Three years ago, I was working in midtown Manhattan at Park & 52nd Street making $73K a year. I quit my job in 2009 to return to school and get back into my professional field: education. In 2010, I graduated with a Master’s degree in administration and job prospects had dried up with all the money stolen in the Bank Bailouts of 2010. Somehow, all this government spending to save our economy completely obliterated any hope for a decent job in education…outside of the Bronx.
Rather than beat my head against the wall and/or continue teaching, I decided to move upstate to Lake Placid, NY – home of the 1980 Winter Olympics. On a whim, I walked into The Whiteface Lodge and asked for a job. I was hired that day as Concierge.
At the time, all I cared about was being able to pay my bills. At $10.25 an hour, I literally was able to do only that. It didn’t include housing, any payments above interest levels on my student loans (and didn’t even cover that all the way to be honest) and didn’t cover food. 4 days a week at $10.25 per hour, I was able to pay for my car, cell phone, credit card debt payment and student loan payments.

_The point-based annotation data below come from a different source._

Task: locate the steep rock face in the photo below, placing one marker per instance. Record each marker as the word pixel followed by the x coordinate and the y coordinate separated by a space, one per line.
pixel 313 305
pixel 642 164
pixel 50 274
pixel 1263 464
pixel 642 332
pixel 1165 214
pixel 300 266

I really wanted to live in Lake Placid; in the middle of the trees and mountains and rivers I felt at home. I wanted to ride my bike and hike in the woods and get lost for hours and not have to come out. I wanted the slow life, simple life, calm and relaxing life. I wanted to be a mountain…woman.

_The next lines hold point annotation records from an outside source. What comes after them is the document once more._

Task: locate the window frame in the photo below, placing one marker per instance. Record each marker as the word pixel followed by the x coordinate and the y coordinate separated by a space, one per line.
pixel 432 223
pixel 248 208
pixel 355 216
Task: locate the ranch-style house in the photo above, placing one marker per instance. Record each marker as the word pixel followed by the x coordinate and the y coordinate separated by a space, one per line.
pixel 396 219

I had to get resourceful quick. Three days before I was officially homeless, I happened upon a dorm parent housing opportunity at National Sports Academy. Free housing, free internet and free meals in exchange for a couple hours a week of supervising a bunch of hockey and ski athletes seemed well worth it. I signed up without hesitation. The girls have turned out to be a great group of students and I also get a small monthly stipend which is just enough for groceries that aren’t covered in my three square meals for free a day. A huge relief on all accounts.

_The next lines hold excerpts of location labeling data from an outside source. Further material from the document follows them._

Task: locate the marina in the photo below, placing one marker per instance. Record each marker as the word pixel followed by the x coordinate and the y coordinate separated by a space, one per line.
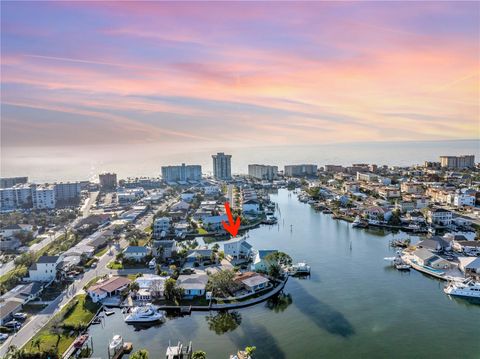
pixel 324 314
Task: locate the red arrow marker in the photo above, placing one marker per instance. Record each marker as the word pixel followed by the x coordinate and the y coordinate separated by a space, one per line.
pixel 231 227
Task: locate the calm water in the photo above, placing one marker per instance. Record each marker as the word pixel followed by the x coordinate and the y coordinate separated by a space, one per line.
pixel 44 164
pixel 353 305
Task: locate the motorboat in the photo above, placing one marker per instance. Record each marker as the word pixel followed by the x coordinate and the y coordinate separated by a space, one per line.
pixel 179 351
pixel 80 341
pixel 468 288
pixel 115 345
pixel 145 314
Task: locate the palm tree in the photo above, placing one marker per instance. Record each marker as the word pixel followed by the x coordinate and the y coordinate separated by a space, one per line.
pixel 199 354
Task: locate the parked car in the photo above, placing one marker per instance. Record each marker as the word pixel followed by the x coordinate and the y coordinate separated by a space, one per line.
pixel 20 316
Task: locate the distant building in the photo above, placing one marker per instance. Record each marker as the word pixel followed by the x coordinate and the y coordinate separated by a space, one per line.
pixel 67 194
pixel 45 269
pixel 457 162
pixel 182 173
pixel 44 197
pixel 300 170
pixel 6 182
pixel 108 181
pixel 222 168
pixel 263 172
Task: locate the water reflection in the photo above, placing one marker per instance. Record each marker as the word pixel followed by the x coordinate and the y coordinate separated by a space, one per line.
pixel 224 321
pixel 279 302
pixel 323 315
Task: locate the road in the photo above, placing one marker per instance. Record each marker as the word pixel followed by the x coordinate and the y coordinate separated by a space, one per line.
pixel 38 321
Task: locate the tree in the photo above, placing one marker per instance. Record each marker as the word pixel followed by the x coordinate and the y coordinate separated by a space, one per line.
pixel 172 291
pixel 140 354
pixel 222 283
pixel 249 351
pixel 199 354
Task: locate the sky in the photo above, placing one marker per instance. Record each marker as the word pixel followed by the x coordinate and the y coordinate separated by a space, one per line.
pixel 194 74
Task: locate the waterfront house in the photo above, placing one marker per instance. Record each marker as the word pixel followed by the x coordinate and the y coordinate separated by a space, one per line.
pixel 107 288
pixel 439 216
pixel 163 249
pixel 251 206
pixel 435 244
pixel 237 248
pixel 470 266
pixel 161 224
pixel 193 285
pixel 44 269
pixel 259 262
pixel 199 255
pixel 151 286
pixel 426 258
pixel 214 223
pixel 137 253
pixel 252 281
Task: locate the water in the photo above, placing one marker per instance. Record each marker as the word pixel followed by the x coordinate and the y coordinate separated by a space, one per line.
pixel 353 305
pixel 72 163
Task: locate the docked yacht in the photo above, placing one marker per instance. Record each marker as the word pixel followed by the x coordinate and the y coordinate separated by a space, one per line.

Dorm parenting has turned into some tutoring on the side as well and I work with a couple of students a few times a week in ESL. This helps pay for the increase in my monthly student loan payment. So that’s kind of a wash.
Overall, I’ve somehow, monthly, made this work. I don’t know exactly how except I have been piecing and scraping together odd-jobs and working hard for my $10.25 per hour. I save my tips that I occasionally get in a coin jar and use that money for beer, time out with friends or entrance fees to something I want to go do. I’m frugal. I don’t buy anything I don’t vitally need and I’m only saving $25 per month in my savings account.
I’m not sure how long I’ll be able to hold out on this kind of a budget. My $80,000 in student loans weighs heavily on me and I feel like I’m spinning my wheels making just enough to get by. I’ve started looking for jobs in education administration overseas…and may end up moving somewhere in the states with a larger economy and chance for a higher paying job. Or, better yet, something might open up here in Lake Placid.
Until then…it IS doable. You can be frugal. You can make ends meet somehow month-to-month. This time in my life has taught me about being a minimalist (and that I actually like the freedom of it much more than a house full of…stuff). I’ve worked on selling anything that is unnecessary and saving money for what is really important. It’s also taught me to fear debt and get out of it as soon as possible. It can be and is crippling. Crippling or not, life is about more than money and debt. If I’ve learned anything this last year it’s the importance of happiness and finding what makes you happy. Find what makes you happy and stick with that…somehow, it all works out in the end.